Once you remove the ice pack, the muscles will heat, and blood vessels open, ushering in a wave of blood, helping to clear debris left by injury, and accelerating the healing process.
Cold therapy is the best option for fresh injuries like a sprained, pulled, or strained back muscle.
Suggested Read: Is Neck And Shoulder Pain A Sign of Covid-19
When is heat therapy not working?
Doing ice therapy for other back problems may do more harm than good.
It would help if you did notice for:
- Muscle pains
- Trigger points
- Reducing body fat
Also, this is intuitive, but you should not apply ice if you’re shivering.
Is heat or ice better for neck pain?
People usually face the hot/cold problem: Which one should you use? Usually, they use ice for the first 24 to 48 hours after fresh injury to reduce swelling, followed by heat to relax your muscles and improve stiffness.
With cervical disc disease, neither heat nor cold will help relieve the swelling, so use what feels good.
Regardless of whether you choose cold/heat, keep it on for 20 minutes at a time and then leave it off for 40 minutes. Finally, wrap the ice or heat source in a towel — Never put it against the skin; it can burn your skin badly.
So as we’ve discussed, heat is your best option for treating your back pain or a sore neck, though exceptions do apply. But there are some other options you might try and use heating pads for your back pain relief.

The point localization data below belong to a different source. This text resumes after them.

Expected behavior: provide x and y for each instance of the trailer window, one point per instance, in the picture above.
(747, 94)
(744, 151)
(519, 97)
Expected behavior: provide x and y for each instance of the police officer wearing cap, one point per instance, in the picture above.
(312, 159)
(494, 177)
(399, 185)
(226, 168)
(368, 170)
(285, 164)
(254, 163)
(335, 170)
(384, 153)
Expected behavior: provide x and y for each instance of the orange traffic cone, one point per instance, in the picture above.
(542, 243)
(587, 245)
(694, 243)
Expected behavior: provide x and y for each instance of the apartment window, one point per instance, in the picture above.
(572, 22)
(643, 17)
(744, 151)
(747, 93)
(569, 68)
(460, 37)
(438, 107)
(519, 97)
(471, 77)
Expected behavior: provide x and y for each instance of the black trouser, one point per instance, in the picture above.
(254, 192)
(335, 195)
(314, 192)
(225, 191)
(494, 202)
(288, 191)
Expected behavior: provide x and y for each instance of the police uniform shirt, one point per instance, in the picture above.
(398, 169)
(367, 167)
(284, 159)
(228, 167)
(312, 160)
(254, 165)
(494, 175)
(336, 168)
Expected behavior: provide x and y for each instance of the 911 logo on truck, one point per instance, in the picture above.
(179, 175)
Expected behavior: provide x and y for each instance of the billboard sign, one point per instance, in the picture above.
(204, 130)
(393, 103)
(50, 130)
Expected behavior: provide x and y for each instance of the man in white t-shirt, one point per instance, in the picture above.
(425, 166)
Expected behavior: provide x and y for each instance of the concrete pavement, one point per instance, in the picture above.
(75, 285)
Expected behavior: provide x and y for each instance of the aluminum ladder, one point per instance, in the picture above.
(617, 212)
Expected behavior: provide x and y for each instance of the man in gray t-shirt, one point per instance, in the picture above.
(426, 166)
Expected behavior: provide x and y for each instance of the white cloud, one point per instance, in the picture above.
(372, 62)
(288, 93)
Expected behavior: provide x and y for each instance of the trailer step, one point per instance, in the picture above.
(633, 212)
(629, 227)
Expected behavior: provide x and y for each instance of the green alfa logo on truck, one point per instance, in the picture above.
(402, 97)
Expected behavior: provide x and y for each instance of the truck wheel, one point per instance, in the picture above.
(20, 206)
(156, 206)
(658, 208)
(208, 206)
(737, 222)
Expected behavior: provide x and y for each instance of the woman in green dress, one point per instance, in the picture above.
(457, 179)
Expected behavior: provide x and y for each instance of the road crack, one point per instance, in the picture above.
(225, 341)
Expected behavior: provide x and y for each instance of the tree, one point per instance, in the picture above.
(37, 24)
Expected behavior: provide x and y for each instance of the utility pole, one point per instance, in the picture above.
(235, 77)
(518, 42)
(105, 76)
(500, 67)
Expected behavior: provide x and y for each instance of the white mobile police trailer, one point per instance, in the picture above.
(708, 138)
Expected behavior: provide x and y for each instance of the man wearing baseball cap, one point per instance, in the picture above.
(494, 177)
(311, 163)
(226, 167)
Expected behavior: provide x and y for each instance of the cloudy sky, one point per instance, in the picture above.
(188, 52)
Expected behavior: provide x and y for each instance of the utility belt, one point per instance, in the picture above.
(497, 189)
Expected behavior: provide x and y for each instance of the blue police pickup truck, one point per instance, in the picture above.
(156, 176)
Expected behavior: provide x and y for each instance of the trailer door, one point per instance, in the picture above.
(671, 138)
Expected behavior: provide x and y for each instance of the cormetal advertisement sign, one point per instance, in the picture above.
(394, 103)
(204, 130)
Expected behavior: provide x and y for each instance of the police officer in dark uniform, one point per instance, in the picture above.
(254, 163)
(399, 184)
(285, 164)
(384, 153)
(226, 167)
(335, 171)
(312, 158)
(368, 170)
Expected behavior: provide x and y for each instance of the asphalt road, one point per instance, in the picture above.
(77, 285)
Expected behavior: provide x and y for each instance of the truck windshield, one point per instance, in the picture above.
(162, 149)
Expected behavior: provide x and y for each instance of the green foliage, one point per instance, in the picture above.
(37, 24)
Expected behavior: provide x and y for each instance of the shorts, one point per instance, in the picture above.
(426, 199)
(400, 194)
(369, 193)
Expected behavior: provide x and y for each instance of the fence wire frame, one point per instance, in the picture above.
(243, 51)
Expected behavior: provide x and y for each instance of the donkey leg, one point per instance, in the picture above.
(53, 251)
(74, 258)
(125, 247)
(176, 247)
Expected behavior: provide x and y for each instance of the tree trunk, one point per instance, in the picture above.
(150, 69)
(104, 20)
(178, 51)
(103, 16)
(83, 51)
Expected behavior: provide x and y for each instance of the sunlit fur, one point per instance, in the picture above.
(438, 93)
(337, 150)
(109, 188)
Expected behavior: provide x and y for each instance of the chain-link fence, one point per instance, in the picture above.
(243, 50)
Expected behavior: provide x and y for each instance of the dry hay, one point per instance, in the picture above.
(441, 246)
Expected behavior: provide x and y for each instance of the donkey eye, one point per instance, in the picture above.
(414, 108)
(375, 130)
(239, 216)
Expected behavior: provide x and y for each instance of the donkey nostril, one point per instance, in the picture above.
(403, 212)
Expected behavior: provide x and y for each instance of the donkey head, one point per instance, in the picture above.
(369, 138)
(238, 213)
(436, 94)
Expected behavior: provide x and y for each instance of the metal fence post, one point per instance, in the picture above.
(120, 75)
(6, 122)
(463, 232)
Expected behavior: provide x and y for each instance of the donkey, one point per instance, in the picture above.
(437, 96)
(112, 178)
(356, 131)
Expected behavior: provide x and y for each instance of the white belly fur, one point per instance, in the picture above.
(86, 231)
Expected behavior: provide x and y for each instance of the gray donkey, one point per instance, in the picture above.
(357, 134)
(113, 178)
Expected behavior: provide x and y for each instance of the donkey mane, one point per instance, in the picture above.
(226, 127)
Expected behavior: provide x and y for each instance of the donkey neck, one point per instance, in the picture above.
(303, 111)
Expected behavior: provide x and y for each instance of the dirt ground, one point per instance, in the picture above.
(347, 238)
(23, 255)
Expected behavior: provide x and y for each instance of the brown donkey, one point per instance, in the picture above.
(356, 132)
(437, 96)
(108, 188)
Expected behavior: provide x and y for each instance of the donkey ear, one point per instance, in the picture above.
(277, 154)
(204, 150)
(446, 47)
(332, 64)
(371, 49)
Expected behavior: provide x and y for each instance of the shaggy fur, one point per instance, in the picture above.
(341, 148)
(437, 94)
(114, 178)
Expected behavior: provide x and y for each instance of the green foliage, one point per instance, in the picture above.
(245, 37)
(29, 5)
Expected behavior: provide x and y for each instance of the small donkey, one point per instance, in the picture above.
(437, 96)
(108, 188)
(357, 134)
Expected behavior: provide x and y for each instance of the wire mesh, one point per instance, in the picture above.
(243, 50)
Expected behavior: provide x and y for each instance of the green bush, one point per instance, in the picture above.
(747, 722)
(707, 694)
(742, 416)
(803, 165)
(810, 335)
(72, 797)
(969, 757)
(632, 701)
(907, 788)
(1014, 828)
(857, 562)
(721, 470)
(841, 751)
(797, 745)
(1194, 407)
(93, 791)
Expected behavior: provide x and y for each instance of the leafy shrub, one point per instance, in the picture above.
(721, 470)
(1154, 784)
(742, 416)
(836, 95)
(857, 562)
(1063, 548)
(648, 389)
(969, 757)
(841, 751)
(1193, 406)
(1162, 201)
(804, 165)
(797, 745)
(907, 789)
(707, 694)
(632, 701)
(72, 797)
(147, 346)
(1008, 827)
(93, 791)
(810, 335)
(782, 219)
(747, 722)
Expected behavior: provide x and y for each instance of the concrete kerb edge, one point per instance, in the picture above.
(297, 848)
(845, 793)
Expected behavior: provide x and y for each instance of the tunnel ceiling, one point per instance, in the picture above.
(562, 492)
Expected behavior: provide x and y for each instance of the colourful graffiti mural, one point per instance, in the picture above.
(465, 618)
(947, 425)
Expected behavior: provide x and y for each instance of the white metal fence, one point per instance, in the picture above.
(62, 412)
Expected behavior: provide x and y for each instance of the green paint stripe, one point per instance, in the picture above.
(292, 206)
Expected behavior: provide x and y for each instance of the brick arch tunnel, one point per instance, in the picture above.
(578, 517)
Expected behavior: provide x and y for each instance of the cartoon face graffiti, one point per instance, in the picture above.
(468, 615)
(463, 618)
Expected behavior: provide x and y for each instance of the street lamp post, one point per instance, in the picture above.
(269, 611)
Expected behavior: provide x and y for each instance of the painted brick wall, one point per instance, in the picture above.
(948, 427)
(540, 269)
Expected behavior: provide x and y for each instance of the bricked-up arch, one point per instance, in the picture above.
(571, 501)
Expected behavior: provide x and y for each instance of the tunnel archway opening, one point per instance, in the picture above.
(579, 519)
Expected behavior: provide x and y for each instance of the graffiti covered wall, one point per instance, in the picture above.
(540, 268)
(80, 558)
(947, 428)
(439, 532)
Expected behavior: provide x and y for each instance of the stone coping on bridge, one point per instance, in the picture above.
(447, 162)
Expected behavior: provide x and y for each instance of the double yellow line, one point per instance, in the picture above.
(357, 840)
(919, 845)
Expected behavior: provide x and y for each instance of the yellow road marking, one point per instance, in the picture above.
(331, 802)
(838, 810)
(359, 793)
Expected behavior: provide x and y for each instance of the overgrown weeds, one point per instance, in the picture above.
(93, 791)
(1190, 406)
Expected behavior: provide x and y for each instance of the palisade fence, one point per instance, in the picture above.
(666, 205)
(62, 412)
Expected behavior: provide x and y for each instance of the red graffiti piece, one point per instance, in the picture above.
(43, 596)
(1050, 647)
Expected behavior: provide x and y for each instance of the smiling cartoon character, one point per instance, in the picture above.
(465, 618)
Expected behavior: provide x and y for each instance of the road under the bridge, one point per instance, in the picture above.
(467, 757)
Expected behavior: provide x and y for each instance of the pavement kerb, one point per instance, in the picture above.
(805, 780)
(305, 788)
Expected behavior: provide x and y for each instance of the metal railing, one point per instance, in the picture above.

Lastly, which one you should use for back muscle pain relief is up to the user’s preference.
You use the guidance of this article to make an informed choice. But, first, you should listen to your body. For example, if the idea of using a heating pad on the neck or low back makes you sweat, ice can be your better option for you—science aside.
Do let me know what other homemade tips you follow for back pain.